Foreign correspondent Glenn MacDonald remembers the brave band of journalists who risked life and limb in Southeast Asia.
Glenn MacDonald returned to Phnom Penh in early March to honour journalist Neil Davis, who was killed in Bangkok in 1985.
It is two hours before dawn, and the boulevard below my hotel window is finally silent. It's time for the parade of ghosts to begin.
Let me explain. It was 38 years ago when I first came to Cambodia to cover the war. I was back again in 1973 as an ABC Radio News correspondent before the murderous Khmer Rouge laid waste to this beautiful and gentle land.
A sentimental Scot, I have asked for, and been given, the same room in this 1960's-era hotel (then called the Monorom, but now known as The Holiday Villa) that I had back then.
Situated in the heart of the city, this seven-storey structure, along with another famous hotel I lived in - The Hotel Phnom, modernised and reborn as Raffles Le Royale Hotel - was press headquarters for a band of intrepid journalists and tv/radio correspondents we shall never see the likes of again.
As I stand here with my memories, I seem to hear the laughter of old. There's Matt Franjola of The Associated Press (we called him Captain America) waving the exceedingly brave combat photographer Al Rockoff over to his table at poolside.
The madman Pol Pot and his genocidal gangsters were still in the jungle. This then-besieged city, so French in its architecture and cosmopolitan in its tastes, had an atmosphere of barely-controlled fear - the Benzedrine of imminent danger.
A famous wag once wrote: "There is nothing quite so exhilarating as being shot at and still be able to tell about it."
I feel that way myself, as I recall so many friends lost during the bloody days of 1970-72 when Welles Hangen of NBC and two dozen other correspondents went "down the road" in search of a story and never returned.
One night in April 1971, I recall telling my old friend and colleague Robin Mannock of AP that I was going to check out the latest French movie from Paris that was playing at the local cinema.
I caught the first show and was heading back to the hotel on foot when I heard the whoosh of a 120mm rocket and realized I was suddenly ground zero for a Khmer Rouge attack.
The rocket landed with a roar just a few feet from the cinema entrance, right where I'd been standing five minutes before.
I remember the day a Khmer Rouge rocket landed just a few yards from the front lobby of this famed press hotel.
A number of civilians were killed, including a cyclo driver who was found slumped over dead in his mangled conveyance. A woman's body lay in the middle of Monivong Boulevard. And on an open stairwell, the twisted bodies of several members of the same family were discovered, all slain by the same rocket blast.
"Hello, mate." I hear the cheerful voice and see again the smiling face of a beloved colleague appear before my eyes.
"Are you with me, Neil? Are you standing beside me, 24 years after I wrote your obituary when you died covering a failed coup in Thailand?"
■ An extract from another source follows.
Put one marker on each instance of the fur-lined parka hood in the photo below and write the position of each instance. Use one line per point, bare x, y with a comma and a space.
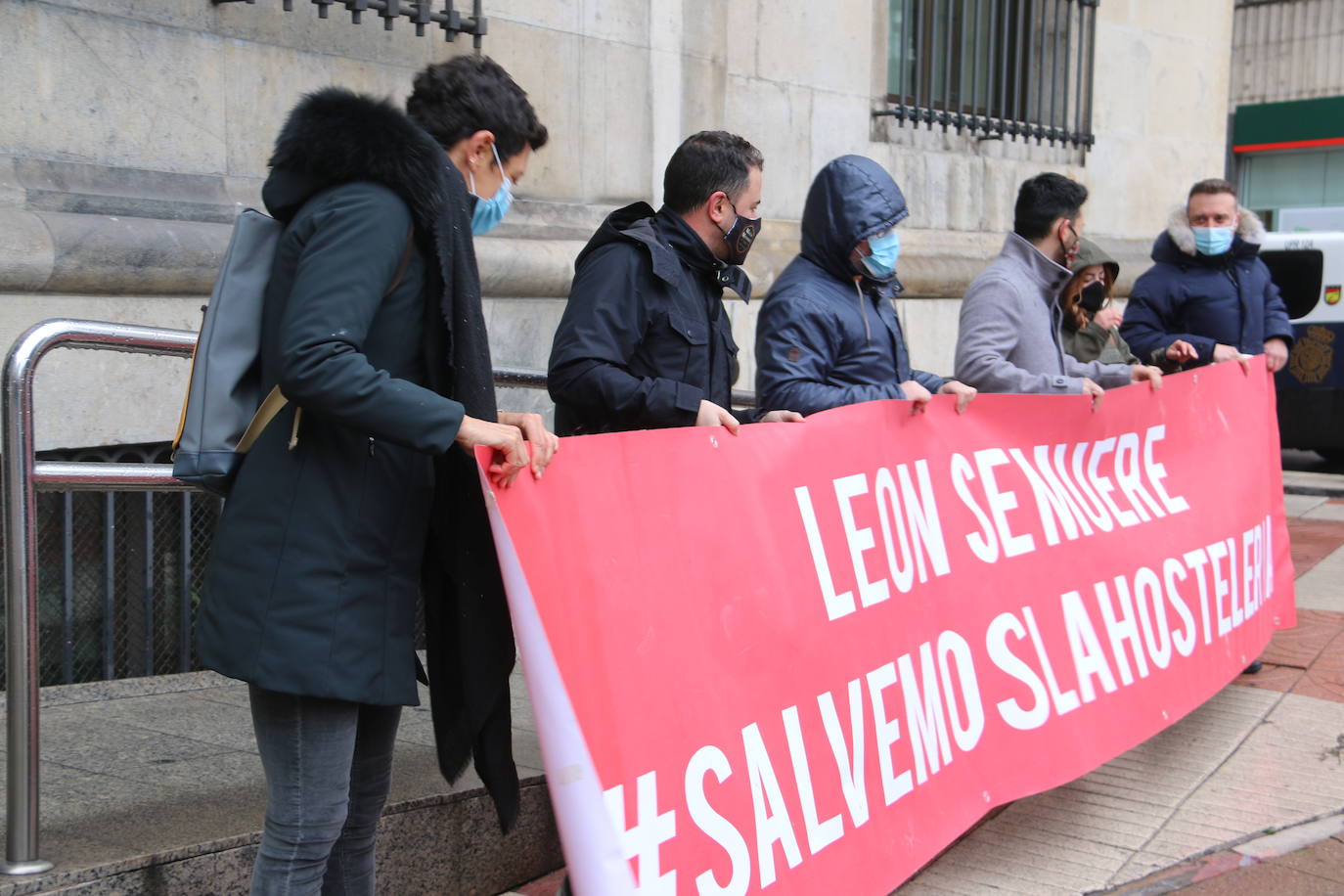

Australia's greatest war correspondent and certainly one of the top ten reporters during the Indochina wars, Neil Davis was one of the best and the bravest"of those print and broadcast journalists who went out in the field and covered the news the hardest way - right in the middle of the action.
What's this? Do I hear the faint rumble of tracked vehicles at the other end of the boulevard? That was the way, piled atop armored personnel carriers, sandal-shod Khmer Rouge fighters entered this city after it finally fell into their hands.
They passed here, right under this window, on April 17, 1975. British journalist Jon Swain, Sydney Schanberg of The New York Times and other foreign correspondents fled the Hotel Phnom for the relative safety of the nearby French Embassy.
Oh, how I wished I could have been there with them!
I had been there at the beginning, starting out as a US Army combat correspondent in Vietnam from 1966 to 1969; a freelance correspondent in Vietnam, Laos and Cambodia in 1971; and then back again as a Manila-based ABC Radio News correspondent, making occasional forays during 1973 and 1974 into Saigon, Hong Kong and Phnom Penh.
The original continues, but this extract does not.